Mounting Concern over African Swine Fever in Estonia

ANALYSIS - Concern is mounting over the rapid increase in the number of cases of African swine fever in the Baltic States in northern Europe.
calendar icon 27 August 2015
clock icon 5 minute read

The Russian veterinary authority, Rosselkhoznador, said that between January last year and May 2015 there had been 403 cases of the disease reported in the four affected countries – Estonia, Latvia, Lithuania and Poland.

However, by August the number of cases had more than doubled to 930.

The concern is increasing because the incidents that were initially mainly found in the wild boar population have now moved more and more into domestic pig production.

And now there are fears that the carcases of diseased animals are not being disposed of properly and infected material could be leeching into the water courses and contaminating lakes and rivers.

Rosselkhoznador said: “The increasing the number of new outbreaks in the summer months confirms the trend of seasonal incidence of ASF among both domestic and wild animals.

“According to numerous observations, including those from Russian scientists, the highest number of outbreaks are seen in the summer months between June-August every year.”

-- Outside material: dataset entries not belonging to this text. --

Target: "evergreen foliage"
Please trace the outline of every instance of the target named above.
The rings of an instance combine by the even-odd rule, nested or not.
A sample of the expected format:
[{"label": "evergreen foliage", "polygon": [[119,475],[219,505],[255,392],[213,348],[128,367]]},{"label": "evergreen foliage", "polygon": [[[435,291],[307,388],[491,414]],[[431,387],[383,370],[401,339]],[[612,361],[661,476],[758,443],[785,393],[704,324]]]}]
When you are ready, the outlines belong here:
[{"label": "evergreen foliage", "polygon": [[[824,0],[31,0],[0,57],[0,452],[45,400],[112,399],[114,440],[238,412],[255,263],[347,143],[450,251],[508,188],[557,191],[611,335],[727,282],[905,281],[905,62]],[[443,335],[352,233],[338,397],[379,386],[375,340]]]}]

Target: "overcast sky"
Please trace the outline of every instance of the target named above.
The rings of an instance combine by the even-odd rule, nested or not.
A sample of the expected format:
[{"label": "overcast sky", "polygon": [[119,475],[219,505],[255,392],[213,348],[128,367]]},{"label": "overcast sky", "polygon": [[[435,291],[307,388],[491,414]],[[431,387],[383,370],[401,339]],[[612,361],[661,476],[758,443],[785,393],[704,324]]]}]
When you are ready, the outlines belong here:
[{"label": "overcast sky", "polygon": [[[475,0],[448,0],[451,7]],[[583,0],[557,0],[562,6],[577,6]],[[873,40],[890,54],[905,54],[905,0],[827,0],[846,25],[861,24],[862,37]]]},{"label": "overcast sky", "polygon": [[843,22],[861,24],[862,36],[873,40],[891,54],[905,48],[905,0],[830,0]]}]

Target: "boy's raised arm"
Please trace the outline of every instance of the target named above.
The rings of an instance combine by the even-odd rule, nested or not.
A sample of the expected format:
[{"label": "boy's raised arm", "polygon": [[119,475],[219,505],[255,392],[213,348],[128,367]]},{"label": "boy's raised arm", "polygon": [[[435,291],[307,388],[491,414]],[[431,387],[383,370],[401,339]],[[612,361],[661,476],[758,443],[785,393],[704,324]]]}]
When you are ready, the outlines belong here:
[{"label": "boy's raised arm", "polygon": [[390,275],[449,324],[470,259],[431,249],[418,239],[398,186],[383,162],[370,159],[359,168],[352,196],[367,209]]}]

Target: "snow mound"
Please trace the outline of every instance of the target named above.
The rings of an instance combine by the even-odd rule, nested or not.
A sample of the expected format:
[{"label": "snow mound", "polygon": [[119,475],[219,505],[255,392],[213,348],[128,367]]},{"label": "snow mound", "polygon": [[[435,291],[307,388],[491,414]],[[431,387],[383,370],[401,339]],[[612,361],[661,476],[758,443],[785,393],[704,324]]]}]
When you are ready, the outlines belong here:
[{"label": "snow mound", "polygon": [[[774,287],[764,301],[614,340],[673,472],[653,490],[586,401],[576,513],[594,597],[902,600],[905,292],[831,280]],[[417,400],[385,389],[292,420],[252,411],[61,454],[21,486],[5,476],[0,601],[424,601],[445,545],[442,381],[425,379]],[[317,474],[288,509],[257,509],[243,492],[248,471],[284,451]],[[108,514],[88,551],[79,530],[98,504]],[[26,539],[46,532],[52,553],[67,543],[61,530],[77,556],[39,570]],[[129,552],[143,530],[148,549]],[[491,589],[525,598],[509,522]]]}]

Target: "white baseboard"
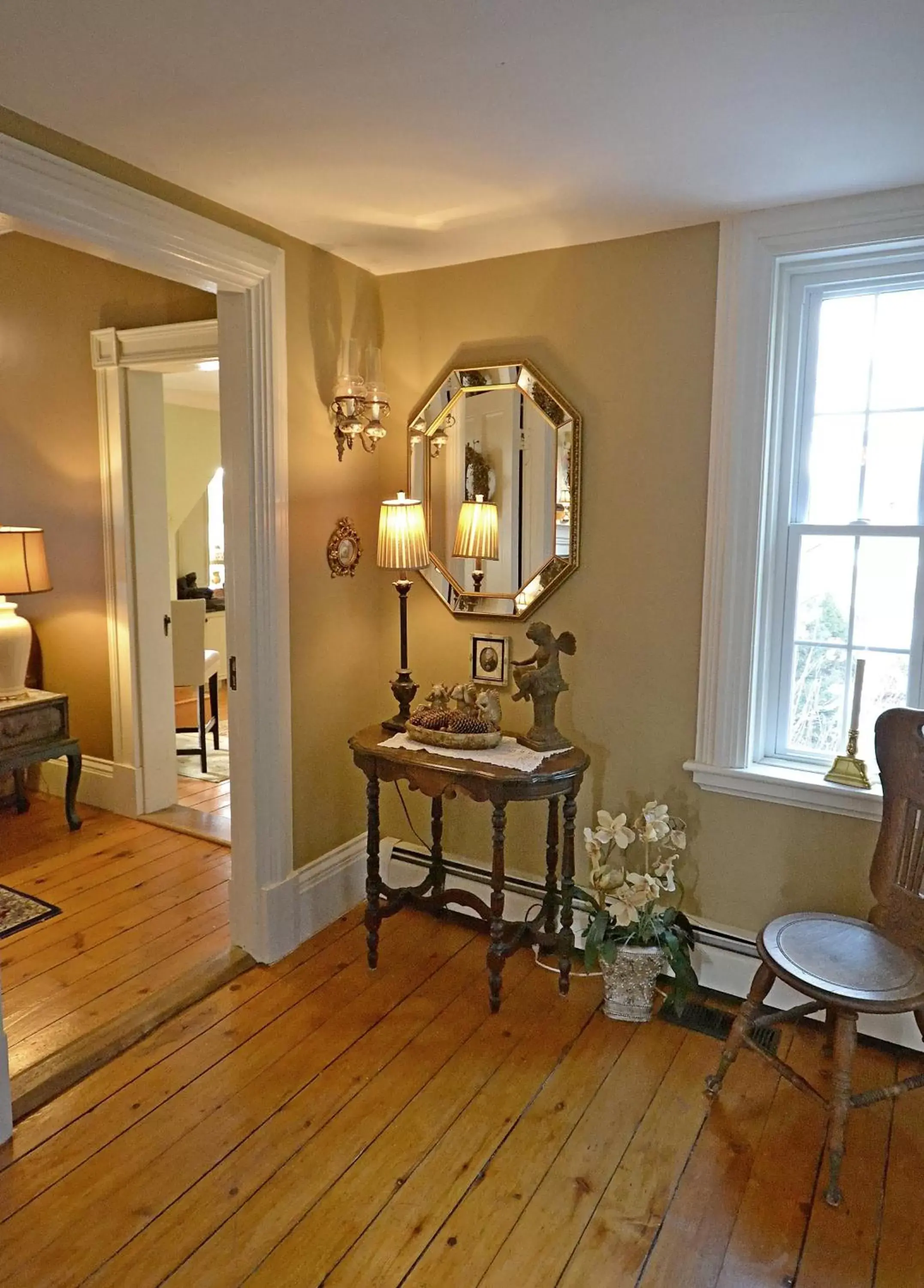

The veterinary authority said the problem is made worse because during the summer many pigs are traded and the spring months are traditionally the time when piglets are fattened in Eastern Europe.

The Russian scientists are also predicting a second autumn wave of increased incidents of African swine fever between October and November, because of the rise in slaughtering of pigs at the start of the winter months.

Rosselkhoznador has called for enlarged buffer zones round the affected areas inn the EU stretching out between 100 and 150 kilometres to minimise the risk of the spread of the disease.

Rosselkhoznador said there have also been reports that biosecurity and veterinary and sanitary regulations have been ignored in the disposal of carcases.

The veterinary agency said that in Estonia about 3000 pig carcases had been dumped in a burial ground on the shores of Lake Peipsi near Mustvee and not properly buried.

“There is an impression that in Tallinn people do not have a clue about the threats posed by the cemetery in the coastal zone of one of the largest freshwater bodies in Europe,” Rosselkhoznador said.

“Even a layman can understand that there is no guarantee that sooner or later decomposed products will not fall into the lake.”

There are also concerns that other animals such as wolves and bears would dig up the carcases and spread the disease across the region.

The fears in Russian are that the disease could spread across the lake because it is a border with Russia and is used as a reservoir for the Pskov region.

“Time has shown that the introduction of the temporary restrictions by Rosselkhoznador on import of pig products from the EU was a timely and reasonable step to prevent the penetration of the ASF pathogen into the territory of Russia and the Customs Union,” Rosselkhoznador said.

This month Russia has reported new cases of the disease in the Pskov region among wild boar and also further cases in the Oryol region.

The Estonian authorities said that they have control measures to ensure that the ground water is protected when pig carcases are buried.

The Estonian agriculture ministry said that a total of 3070 animals had been buried near the farm, on a site authorised by the Environment Agency, the landlord and the RMK Ministry of the Environment.

The environment agency said that carcases cannot be buried on poorly protected areas and the ground water has to be under at least 10 metres of clay or 40 metres of sand or gravel.

It added that it would be taking water samples in the area to ensure that there had been no contamination.

The Estonian ministry of agriculture has also stepped up its surveillance and control measures to tackle the outbreaks of African swine fever.

It has initiated new zones for the hunting of wild boar and it is monitoring closely the handling and distribution of wild boar meat to ensure the disease does not spread.

It is introducing a special label ensuring the integrity of wild boar meat that is being sold and all wild boar shot in the swine fever risk areas has to be tested for the disease.

The ministry said that it expects to see a reduction in the wild boar population of 29,600 by setting quota targets.